A PEM includes an optical element, such as fused silica, that has attached to it a piezoelectric transducer for vibrating the optical element at a fixed frequency, within, for example, the low-frequency, ultrasound range of about 20 kHz to 100 kHz. The mass of the element is compressed and extended as a result of the vibration.
The compression and extension of the optical element imparts oscillating birefringence characteristics to the optical element. The frequency of this oscillating birefringence is the resonant frequency of the optical element and is dependent on the size of the optical element, and on the velocity of the transducer-generated longitudinal vibration or acoustic wave through the optical element.
Retardation or retardance represents the integrated effect of birefringence acting along the path of electromagnetic radiation (a light beam) traversing the vibrating optical element. If the incident light beam is linearly polarized, two orthogonal components of the polarized light will exit the optical element with a phase difference, called the retardance. For a PEM, the retardation is a sinusoidal function of time. The amplitude of this phase difference is usually characterized as the retardance amplitude or retardation amplitude of the PEM.
In conventional PEMs, the value of the retardation amplitude is selectable by the user. Because resonant PEMs are typically driven at their resonant frequency, stress oscillations, which are induced by the transducer, can exhibit relatively large amplitudes. However, driving PEMs at their resonant frequency prevents the user from controlling the oscillation frequency.
Both the size and acoustic wave velocity of a PEM depend on the optical element's temperature. Consequently, the resonant frequency of a PEM will also depend on the device's temperature. In general, this temperature depends on two factors: (1) the ambient temperature, and (2) the amplitude of the stress oscillations in the optical element. At high stress amplitudes, the amount of acoustic (mechanical) energy absorbed in the optical element can become significant. As the absorbed acoustic energy is converted to heat within the mass of the element, significant temperature increases and corresponding shifts in the PEM's resonant frequency can occur.
PEMs having high retardance amplitudes are required, for example, in Fourier Transform spectral analysis (see, for instance, U.S. Pat. Nos. 4,905,169 and 5,208,651). In such applications, spectral resolution is proportional to the PEM's retardation amplitude, and useful spectral resolutions are achieved at high amplitudes, which cannot be reached by a conventional (single) PEM.
The most direct way of achieving these high-retardation amplitudes is to stack together several PEMs. In such an arrangement it is important that the sum or total of the retardation amplitudes of all of the PEMs matches the sum of the maximum retardation amplitudes of each of the PEMs in the stack.
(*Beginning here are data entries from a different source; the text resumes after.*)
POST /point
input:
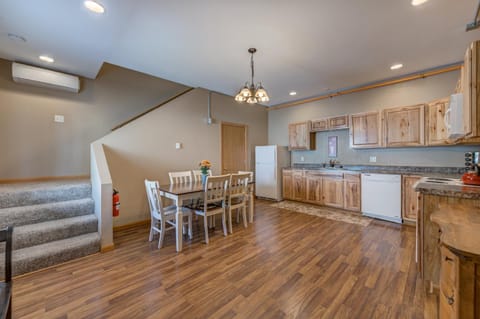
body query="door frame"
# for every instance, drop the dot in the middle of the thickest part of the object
(247, 164)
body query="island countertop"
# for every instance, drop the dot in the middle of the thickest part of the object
(450, 188)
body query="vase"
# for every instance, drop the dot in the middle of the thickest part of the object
(204, 178)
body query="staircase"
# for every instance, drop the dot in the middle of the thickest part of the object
(53, 222)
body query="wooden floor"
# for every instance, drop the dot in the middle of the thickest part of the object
(285, 265)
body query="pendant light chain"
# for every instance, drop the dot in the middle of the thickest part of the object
(252, 93)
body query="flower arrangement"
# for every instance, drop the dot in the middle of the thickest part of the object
(205, 166)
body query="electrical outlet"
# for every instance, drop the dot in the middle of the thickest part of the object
(58, 118)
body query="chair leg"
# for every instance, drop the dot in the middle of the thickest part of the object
(244, 213)
(230, 220)
(190, 233)
(162, 234)
(150, 238)
(205, 223)
(224, 223)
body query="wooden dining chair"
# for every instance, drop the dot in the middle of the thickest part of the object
(6, 286)
(214, 201)
(161, 216)
(237, 197)
(180, 177)
(251, 196)
(197, 174)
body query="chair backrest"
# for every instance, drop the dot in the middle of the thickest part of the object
(247, 172)
(180, 177)
(216, 188)
(154, 200)
(6, 236)
(238, 186)
(197, 174)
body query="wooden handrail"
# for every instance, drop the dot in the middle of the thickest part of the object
(375, 85)
(152, 109)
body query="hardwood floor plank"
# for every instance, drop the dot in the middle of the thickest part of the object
(284, 265)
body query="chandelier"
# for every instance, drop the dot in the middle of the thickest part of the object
(252, 93)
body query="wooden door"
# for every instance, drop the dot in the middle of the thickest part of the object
(435, 125)
(404, 126)
(287, 184)
(351, 192)
(332, 191)
(234, 148)
(314, 189)
(411, 199)
(365, 130)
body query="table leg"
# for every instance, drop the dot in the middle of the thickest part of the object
(251, 203)
(179, 228)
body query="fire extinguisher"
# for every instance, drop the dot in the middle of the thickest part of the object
(116, 203)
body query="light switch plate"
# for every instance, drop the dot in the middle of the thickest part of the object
(58, 118)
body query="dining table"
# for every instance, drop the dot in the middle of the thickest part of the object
(182, 193)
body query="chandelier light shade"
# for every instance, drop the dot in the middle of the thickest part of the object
(252, 93)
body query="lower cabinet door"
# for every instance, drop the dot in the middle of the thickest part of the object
(332, 190)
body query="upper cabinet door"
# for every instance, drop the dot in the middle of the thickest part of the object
(405, 126)
(365, 130)
(320, 125)
(436, 131)
(300, 136)
(338, 122)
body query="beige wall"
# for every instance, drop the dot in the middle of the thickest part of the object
(408, 93)
(34, 146)
(145, 148)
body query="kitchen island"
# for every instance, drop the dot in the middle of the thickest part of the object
(450, 211)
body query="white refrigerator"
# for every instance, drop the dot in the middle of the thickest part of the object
(269, 161)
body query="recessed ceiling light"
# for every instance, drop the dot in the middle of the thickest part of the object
(46, 58)
(418, 2)
(16, 37)
(396, 66)
(94, 6)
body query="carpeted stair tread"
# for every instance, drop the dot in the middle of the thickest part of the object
(23, 215)
(24, 194)
(45, 255)
(36, 234)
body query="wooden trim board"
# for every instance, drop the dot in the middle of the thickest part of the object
(361, 88)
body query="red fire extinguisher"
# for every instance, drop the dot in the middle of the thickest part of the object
(116, 203)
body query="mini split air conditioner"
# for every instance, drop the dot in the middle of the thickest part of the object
(45, 78)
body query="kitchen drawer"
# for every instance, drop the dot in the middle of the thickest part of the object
(352, 177)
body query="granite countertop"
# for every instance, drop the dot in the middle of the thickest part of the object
(459, 230)
(447, 172)
(453, 188)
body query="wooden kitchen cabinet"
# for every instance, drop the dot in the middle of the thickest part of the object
(287, 184)
(435, 129)
(352, 192)
(405, 126)
(299, 185)
(332, 190)
(470, 82)
(411, 200)
(366, 130)
(314, 189)
(300, 136)
(320, 125)
(338, 122)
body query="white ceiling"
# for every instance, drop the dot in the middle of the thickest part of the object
(306, 45)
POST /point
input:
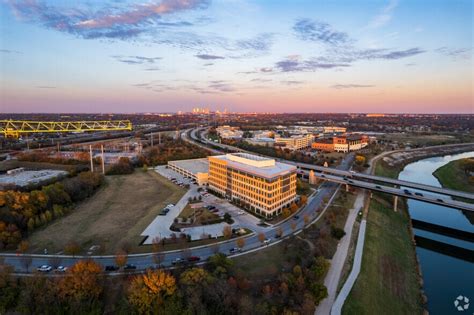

Even if all the PEMs in a stack are driven at the same frequency, the total retardation amplitude of the stack may be less than the sum of the maximum retardation amplitudes of each of the PEMs in the stack. This is because even a relatively small spread in the resonant frequencies of the individual PEMs, which is fully consistent with manufacturing specifications, results in most of the PEMs not being driven exactly at resonance. As a result, the phases of the oscillations of the individual PEMs are not the same, even though the PEMs are driven at the same frequency, and, therefore, the total retardation amplitude is less than the sum of the individual amplitudes.
Furthermore, uneven heating of the individual PEMs when driven at high amplitudes may result in the individual resonant frequencies drifting by unequal amounts. Consequently, the phases of the individual PEM oscillations may further diverge as the driving amplitude is increased or as the system warms up. This may lead to a further decrease in the efficiency of the PEM stack.
The problem of drifting operating frequencies is not limited to stacked PEM arrangements. In a conventional single PEM system, even though the retardation amplitude can be adjusted at will (within the limits set by the maximum driving voltage provided by the electronic circuits), the system's operating frequency is determined by the PEM's resonant frequency and, as explained above, thus depends on both ambient temperature and the amplitude at which the PEM is driven. This results in an operating frequency that drifts with ambient temperature, as well as during warm-up and after changes in the set retardation amplitude. Such a situation may be undesirable in certain applications where the PEM's operating frequency, as well as its amplitude, must be kept constant.